RIME Subset Performance
Overview
This tutorial will guide you through getting started on RIME Library’s Subset Performance in your Jupyter notebooks. For more granular information, see the RIME Subset Performance Jupyter notebook included in the trial bundle.
Be sure to complete the initial setup described in RIME Data and Model Setup before proceeding.
Using RIME Library to Analyze Model Performance
Running Feature Subset Tests
These tests allow you to observe differences in model performance across various subsets of your features–excellent for detecting potential bias.

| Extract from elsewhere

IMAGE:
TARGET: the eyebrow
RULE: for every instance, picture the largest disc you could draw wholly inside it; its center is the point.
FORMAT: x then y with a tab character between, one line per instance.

In the example below, we illustrate how model accuracy varies across different subsets of the DeviceType
categorical feature.
from rime.tabular.tests import FeatureSubsetTest
from rime.tabular.metric import MetricName
test = FeatureSubsetTest("DeviceType", MetricName.ACCURACY)
test.run_notebook(container)
In the subsets_info
dictionary, each key is a subset of the feature tested on: desktop
, mobile
, and None
.
It contains information about the metric performance (perf
), confidence intervals (margin_error
),
performance difference from the entire feature (diff
), positivity rate (pos_rate
),
and other information regarding the indices and size of the subset in the feature.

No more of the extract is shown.